For a time, though, electrical problems took a back seat. The immediate issues which needed resolving, and the ones which most fascinated the general public, were mechanical ones. It was easy to understand the challenge of handling and laying the monster cable across a vast ocean. The plan in 1857 was to start putting down the telegraph from mid-Atlantic, where the two sections would be spliced and the ships steam in opposite directions. This meant that the line could not be too heavy, for when laying started there would be a length of up to five or six miles of cable between the ships, a huge mass not immediately supported by the ocean bottom. This vast floating weight endangered the cable, and perhaps the ships themselves. Then again, the cable must not be too insubstantial, for it had to sink to the bottom under its own weigh
t. Friction, as well as the line’s own buoyancy, would act as a brake, up to a point. A line that was too light would reach the bottom, but it would not be laid straight, as currents would move it from its direct route and introduce damaging kinks.

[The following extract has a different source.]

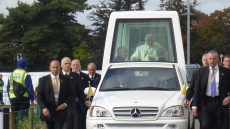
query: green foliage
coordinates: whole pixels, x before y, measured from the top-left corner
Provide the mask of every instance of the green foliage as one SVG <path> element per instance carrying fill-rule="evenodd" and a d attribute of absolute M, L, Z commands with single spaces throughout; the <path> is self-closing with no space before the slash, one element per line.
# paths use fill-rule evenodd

Once the ideal weight had been established, neither too heavy nor too light, there was a question of how to deal with the cable’s bulk. How was 2,500 miles of armoured telegraph cable to be stowed and handled? It was suggested as early as 1857 that ‘Mr Scott Russell’s leviathan ship, the Great Eastern’ would be ideal for the job. Brunel’s mighty ship, an eighth of a mile in length, was under construction in John Scott Russell’s yard at Millwall on the Isle of Dogs. Unfortunately, though, the Great Eastern was incomplete – she was floated only in 1858, and finished in 1859 – so untested. ‘It must have proved its own armour, before it can be discreet to ask it to undertake a campaign for an ally.’ Two gigantic and costly experiments, the cable and the leviathan, could not be risked together.